Section 272-60 of ITAA 36 extends the meaning of “distribution” to a range of transactions such as a forgiveness of debt or allowing the use of trust property.
Despite that extended meaning of distribution, in ATO Interpretative Decision ATO ID 2012/12 the ATO stated that the meaning of “distribution” only applies to beneficiaries of the trust, not to entities that are not beneficiaries.
At the National Tax Liaison Group (NTLG) Trust Consultation Sub-group meetiong on 24 April 2012 the professional bodies requested that the Interpretative Decision be converted to a public ruling or determination.
The Interpretative Decision has now been withdrawn and the prior ATO position reversed with effect from 7 June 2017 with the release of Draft Taxation Determination TD 2017/D1.
Use of the holiday home
Example 2 in TD 2017/D1 illustrates the potential scope of this new interpretation and the problem this presents to trustees of trusts that have made a family trust election.

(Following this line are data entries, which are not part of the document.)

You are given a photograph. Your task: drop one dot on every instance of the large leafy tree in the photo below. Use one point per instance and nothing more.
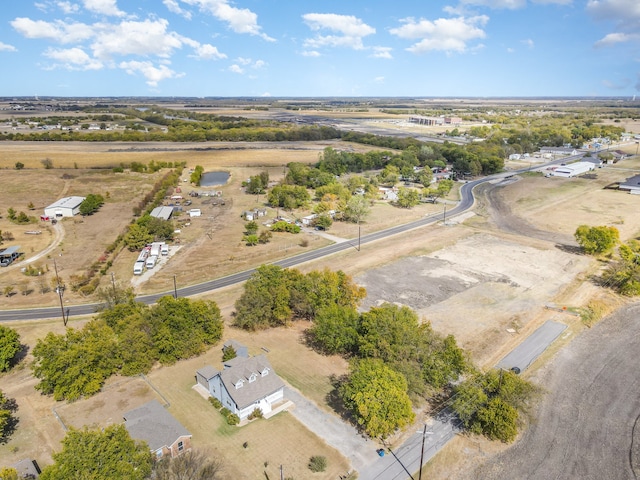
(109, 454)
(265, 300)
(335, 329)
(182, 328)
(491, 403)
(91, 204)
(8, 421)
(377, 397)
(191, 465)
(9, 347)
(597, 240)
(137, 237)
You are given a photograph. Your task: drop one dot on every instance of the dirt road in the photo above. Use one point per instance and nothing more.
(585, 424)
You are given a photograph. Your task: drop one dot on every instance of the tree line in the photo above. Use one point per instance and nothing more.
(128, 338)
(395, 359)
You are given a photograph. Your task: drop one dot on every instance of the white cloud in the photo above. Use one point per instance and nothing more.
(5, 47)
(57, 30)
(73, 59)
(208, 52)
(444, 34)
(382, 52)
(152, 73)
(103, 7)
(528, 42)
(149, 37)
(613, 38)
(351, 30)
(174, 7)
(625, 13)
(510, 4)
(68, 7)
(240, 20)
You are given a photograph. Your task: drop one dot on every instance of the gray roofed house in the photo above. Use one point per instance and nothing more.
(152, 423)
(162, 212)
(244, 385)
(632, 184)
(241, 350)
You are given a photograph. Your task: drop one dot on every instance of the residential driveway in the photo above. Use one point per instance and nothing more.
(337, 433)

“Example 2 - use of holiday home, not an incident of a business
31. The Wonder Family Trust has made an FTE and Diana Prince is the specified individual. The trust owns a holiday home. The holiday home is used by Diana's friends, for no consideration, for four weeks in the year.
32. This transaction is not on arm's length terms nor an ordinary incident of a business being carried on by the trust. As no consideration is given in return for the use of the property, the full value of that use is a distribution within the extended meaning of 'distributes'.”

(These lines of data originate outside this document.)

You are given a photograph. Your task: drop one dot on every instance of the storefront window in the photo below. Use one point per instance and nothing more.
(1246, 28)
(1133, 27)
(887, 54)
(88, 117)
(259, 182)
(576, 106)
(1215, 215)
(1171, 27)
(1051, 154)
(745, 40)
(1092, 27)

Genuine commercial dealings
The ATO do provide some limitation to the potential scope of this new interpretation.
They achieve this by deeming certain transactions that they consider are “genuine commercial dealings” as giving rise to consideration being provided for the benefit. If there is consideration equivalent to the benefit provided, then there is no amount to which the FTDT would relate.

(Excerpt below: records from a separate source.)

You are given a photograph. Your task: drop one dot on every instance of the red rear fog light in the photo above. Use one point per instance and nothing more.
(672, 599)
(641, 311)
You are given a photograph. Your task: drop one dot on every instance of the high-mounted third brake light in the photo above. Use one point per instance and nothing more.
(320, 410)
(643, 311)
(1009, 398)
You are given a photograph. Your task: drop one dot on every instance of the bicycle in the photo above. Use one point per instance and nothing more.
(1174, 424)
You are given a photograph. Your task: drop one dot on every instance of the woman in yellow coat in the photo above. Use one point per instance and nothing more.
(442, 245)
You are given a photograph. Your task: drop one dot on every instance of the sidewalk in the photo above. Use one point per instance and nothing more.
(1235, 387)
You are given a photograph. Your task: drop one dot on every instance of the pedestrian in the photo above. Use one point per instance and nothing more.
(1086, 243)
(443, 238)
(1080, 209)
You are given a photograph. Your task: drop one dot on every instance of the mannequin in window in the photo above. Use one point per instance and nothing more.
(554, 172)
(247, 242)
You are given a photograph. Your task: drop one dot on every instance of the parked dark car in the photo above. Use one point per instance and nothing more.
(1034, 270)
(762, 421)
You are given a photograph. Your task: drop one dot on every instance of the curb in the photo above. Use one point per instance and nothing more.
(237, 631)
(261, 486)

Whilst acknowledging that the issue is a question of fact to be determined in each case, the ATO states in TD 2017/D1:
“ …in practice the Commissioner will infer that the amount or value of a benefit provided to a person does not exceed the amount or value of the consideration given in return where the relevant transaction:
· occurs on arm's length terms, and
· is an ordinary incident of a business being carried on by the trust.”
TD 2017/D1 includes a series of examples of situations where the Commissioner would consider that the benefit provided to a person does not exceed the amount or value of the consideration given in return. The examples include:
- interest-free loans by a business;
- entertainment expense for arm's length clients of a business;
- discounted fees for services provided by a business; and
- written-off bad trade debts.
The due date for comments on this draft is 23 June 2017. It is unfortunate that there is such a small window of time for comments on such a significant reversal in position.
As the interpretation applies from 7 June, it is important to immediately consider what arrangements are in place between any trusts that have made family trust elections and any outsiders to the family group.